Das Tannenbergdenkmal an der Nationalstraße von Warschau nach Elbing und Danzig wurde von polnischen Pioniertruppen 1952/53 gesprengt und abgeräumt, wobei ein Teil der Steine beim Bau eines Erinnerungsdenkmals in Olsztyn – Allenstein Verwendung fand. Nur wenige Ruinenfragmente findet man heute noch vor.  Neuerdings (2004) spricht die Heimatkreisgemeinde mit Vertretern der Stadt Hohenstein darüber, die Grabkammer Hindenburgs im Hindenburgturm freizulegen und darin ein Mausoleum für die in der Tannenbergschlacht gefallenen deutschen, russischen und polnischen Soldaten einzurichten.
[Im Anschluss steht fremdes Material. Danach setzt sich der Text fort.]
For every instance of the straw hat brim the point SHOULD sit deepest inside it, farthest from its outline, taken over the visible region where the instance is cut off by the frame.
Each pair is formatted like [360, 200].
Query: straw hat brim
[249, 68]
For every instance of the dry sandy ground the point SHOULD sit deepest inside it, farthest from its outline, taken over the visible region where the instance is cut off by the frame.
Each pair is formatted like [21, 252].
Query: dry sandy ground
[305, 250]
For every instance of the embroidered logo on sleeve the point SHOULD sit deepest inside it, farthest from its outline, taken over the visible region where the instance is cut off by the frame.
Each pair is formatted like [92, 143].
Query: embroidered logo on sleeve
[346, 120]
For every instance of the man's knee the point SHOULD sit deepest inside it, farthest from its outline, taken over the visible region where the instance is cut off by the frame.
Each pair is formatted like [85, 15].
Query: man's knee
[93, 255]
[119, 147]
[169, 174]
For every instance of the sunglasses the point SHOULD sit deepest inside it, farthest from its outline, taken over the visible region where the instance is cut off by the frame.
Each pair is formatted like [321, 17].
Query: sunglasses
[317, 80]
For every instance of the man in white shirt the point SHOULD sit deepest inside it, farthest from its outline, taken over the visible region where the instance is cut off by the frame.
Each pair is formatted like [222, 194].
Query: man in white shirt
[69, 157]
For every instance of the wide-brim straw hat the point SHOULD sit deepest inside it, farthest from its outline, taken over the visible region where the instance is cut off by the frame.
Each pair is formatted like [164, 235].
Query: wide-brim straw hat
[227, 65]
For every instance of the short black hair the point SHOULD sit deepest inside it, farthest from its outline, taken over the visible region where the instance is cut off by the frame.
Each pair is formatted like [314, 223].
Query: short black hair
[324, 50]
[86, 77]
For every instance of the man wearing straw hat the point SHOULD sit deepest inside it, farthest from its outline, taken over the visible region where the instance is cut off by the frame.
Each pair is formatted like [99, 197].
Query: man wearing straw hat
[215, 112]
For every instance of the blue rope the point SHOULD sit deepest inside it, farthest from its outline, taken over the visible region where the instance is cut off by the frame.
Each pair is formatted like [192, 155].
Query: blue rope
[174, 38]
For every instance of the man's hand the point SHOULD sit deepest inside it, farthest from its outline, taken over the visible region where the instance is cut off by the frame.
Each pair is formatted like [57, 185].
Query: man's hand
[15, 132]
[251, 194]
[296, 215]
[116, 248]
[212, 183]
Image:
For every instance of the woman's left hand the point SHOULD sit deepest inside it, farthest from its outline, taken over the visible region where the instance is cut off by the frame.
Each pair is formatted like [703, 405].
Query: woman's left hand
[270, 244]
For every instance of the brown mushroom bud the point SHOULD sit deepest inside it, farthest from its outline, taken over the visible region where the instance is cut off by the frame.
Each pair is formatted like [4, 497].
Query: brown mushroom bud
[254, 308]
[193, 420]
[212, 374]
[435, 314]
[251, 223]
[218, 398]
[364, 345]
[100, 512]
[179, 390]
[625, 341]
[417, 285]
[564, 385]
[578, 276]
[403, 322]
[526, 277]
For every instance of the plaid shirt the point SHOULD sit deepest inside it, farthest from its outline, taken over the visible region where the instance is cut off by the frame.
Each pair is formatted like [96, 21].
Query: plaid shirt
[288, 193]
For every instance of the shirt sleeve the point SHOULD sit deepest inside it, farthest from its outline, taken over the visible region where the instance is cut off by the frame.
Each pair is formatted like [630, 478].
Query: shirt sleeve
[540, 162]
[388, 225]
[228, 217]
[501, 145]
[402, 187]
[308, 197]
Das Gebäude mit der Gaststätte, das jetzt neben dem Denkmalsgelände steht, ist der wieder aufgebaute ehemalige neue Tannenbergkrug von 1937/38. Der alte Krug von 1932 war sehr schnell zu klein geworden und musste durch großzügigere Räumlichkeiten abgelöst werden. Der alte Krug brannte 1941 ab.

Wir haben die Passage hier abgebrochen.